On October 4, 2017, Severn students and the greater Severn community were given the opportunity to have a sneak peek in the lives of the Maasai Community from Kenya. Their visit included performing for the Middle and Upper School, selling jewelry and art, touring the campus, joining classes, and even playing soccer with students after school. The interactive performance featured traditional songs and chants from the Maasai, some of which are used at weddings, coming of age celebrations, and funerals. Four students - Devin McCarthy, Reilly Miller, Everett Cortes, and Bryan Arteen – were lucky enough to be selected and brought onto the stage to partake in one of the songs. Dressed in traditional clothing, a red sash for men and blue dress for women, the Maasai gave an incredible performance that will surely go down in history as one of the most incredible and impressive experiences the Severn community has been a part of.

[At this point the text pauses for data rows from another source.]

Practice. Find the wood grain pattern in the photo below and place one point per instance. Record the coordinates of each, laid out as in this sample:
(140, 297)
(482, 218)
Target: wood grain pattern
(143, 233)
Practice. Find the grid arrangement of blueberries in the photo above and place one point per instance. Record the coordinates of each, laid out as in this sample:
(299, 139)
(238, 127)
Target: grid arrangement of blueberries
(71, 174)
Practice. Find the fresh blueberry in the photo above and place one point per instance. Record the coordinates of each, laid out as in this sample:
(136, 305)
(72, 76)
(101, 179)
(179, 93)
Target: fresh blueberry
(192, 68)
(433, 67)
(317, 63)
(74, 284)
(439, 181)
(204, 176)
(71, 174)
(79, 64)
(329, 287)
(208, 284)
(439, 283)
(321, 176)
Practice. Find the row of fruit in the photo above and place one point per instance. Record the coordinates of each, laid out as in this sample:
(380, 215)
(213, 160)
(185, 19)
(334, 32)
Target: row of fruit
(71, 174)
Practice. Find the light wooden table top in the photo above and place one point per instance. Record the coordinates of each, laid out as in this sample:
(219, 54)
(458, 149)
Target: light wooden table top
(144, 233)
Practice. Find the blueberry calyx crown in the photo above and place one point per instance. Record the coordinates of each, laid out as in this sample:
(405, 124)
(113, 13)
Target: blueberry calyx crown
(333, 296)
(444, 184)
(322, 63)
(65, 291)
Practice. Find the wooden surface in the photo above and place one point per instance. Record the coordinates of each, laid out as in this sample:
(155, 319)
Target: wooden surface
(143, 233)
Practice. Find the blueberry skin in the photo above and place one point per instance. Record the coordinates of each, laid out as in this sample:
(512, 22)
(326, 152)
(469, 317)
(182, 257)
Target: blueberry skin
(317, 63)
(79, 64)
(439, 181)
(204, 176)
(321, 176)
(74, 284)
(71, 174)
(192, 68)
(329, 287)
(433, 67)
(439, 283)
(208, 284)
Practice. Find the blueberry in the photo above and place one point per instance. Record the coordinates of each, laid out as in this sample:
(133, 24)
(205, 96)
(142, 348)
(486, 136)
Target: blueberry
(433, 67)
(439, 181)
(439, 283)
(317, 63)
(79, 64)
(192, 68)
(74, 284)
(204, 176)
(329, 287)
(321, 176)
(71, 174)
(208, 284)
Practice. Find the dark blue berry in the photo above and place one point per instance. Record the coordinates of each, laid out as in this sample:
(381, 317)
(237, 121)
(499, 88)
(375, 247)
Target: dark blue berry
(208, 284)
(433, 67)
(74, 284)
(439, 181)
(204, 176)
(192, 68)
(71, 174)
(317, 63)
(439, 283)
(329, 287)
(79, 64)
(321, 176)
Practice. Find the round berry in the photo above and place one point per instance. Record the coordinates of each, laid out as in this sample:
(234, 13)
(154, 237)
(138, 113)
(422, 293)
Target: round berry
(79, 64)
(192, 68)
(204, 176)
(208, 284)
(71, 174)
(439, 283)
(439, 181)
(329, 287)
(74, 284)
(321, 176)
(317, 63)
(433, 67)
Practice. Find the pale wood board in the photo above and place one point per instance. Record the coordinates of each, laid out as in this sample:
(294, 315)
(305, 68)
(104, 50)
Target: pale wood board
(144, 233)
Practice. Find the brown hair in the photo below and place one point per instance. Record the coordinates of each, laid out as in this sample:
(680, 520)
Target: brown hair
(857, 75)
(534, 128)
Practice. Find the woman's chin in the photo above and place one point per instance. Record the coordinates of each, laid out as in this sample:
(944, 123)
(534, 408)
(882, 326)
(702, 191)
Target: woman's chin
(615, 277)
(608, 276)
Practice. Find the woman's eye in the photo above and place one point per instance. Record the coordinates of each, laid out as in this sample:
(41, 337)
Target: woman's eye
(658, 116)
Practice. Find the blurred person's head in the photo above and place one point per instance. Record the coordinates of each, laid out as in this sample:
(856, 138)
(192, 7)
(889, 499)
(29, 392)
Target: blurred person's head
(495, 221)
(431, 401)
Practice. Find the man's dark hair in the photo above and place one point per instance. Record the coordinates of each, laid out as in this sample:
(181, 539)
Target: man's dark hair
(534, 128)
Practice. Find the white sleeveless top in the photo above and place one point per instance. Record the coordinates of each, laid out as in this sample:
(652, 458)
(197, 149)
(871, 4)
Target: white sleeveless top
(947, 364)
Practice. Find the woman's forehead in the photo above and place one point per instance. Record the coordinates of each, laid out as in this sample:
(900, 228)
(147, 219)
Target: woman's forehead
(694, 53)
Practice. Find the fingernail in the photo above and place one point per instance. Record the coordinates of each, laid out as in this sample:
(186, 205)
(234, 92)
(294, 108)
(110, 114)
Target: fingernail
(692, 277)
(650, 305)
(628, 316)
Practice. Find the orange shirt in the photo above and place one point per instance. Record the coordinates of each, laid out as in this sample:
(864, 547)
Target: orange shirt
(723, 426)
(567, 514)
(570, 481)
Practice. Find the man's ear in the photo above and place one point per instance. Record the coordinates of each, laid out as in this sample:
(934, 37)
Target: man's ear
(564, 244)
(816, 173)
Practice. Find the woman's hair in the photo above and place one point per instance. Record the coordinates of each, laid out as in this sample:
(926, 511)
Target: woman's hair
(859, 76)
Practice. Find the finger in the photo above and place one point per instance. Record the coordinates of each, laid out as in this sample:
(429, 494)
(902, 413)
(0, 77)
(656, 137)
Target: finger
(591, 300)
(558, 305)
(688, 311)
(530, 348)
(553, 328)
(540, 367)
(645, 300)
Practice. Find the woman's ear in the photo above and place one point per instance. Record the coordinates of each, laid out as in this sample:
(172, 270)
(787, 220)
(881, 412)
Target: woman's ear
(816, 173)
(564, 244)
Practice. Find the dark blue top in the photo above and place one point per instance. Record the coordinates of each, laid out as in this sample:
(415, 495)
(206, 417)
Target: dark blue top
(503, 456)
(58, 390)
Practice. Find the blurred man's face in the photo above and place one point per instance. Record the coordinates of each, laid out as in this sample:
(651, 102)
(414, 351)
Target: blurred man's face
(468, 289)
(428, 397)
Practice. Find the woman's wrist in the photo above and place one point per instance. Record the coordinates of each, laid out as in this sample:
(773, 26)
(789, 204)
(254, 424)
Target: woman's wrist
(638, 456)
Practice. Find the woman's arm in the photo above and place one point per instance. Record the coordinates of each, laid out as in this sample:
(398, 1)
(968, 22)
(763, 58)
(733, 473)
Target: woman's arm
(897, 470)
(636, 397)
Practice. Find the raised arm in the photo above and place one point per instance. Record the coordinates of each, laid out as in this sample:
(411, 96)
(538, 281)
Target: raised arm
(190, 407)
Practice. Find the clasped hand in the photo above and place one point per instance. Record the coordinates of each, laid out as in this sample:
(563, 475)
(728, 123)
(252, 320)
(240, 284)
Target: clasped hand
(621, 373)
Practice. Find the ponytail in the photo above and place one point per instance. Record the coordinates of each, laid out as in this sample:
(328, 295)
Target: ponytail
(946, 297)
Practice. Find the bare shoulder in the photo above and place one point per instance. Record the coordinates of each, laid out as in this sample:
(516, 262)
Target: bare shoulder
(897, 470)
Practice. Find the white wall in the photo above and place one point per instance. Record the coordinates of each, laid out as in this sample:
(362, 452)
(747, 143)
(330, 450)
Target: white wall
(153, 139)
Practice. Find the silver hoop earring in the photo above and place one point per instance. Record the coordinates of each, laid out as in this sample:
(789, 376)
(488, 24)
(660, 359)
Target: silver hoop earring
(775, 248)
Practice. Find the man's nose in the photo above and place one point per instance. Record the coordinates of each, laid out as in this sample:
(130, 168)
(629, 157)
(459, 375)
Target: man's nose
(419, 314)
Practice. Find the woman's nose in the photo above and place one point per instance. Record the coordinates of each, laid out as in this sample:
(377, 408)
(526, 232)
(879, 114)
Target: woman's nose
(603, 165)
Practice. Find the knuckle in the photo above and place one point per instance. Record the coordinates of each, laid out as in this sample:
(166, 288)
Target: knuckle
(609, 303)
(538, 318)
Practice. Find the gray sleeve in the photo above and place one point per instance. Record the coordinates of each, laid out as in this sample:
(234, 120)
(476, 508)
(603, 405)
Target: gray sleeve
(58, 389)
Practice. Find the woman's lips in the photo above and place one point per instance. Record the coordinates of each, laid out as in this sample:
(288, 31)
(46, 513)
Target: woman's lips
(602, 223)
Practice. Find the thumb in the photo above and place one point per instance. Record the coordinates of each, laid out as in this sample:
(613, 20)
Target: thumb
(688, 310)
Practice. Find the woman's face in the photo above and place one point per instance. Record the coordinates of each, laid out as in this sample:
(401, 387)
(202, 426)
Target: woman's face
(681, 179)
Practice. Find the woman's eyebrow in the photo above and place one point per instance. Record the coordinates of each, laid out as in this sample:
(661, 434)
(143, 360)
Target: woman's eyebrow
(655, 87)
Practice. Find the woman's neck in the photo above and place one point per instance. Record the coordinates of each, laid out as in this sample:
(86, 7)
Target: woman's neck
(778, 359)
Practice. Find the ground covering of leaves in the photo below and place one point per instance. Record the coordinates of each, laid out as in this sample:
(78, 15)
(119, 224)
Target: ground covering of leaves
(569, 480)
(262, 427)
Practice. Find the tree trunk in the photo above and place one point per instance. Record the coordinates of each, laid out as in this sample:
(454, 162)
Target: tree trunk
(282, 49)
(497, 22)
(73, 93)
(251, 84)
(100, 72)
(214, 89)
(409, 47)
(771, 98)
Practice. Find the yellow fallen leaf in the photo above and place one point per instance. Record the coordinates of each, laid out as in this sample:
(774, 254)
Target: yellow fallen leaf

The Maasai (pronounced, muh-sigh) community live in an area of Kenya and Tanzania, and makes up for roughly .7% of Kenya’s population. They have maintained their culture and preserved it throughout the years, despite colonization and Western influences. Maasai clothing focuses heavily on the use of jewelry and color, and they vary from event to event. Much of the culture has not changed, including cultural practices, celebrations, and clothing. However, the Maasai have made critical changes to their way of life over the years, including converting to Christianity and beginning to send young girls to school.
Even though we may live worlds apart, it was amazing to see the bond that developed between our visitors and Severn students after a day together. This special day was a great chance for all members of Severn to realize how different the world is outside of Severna Park.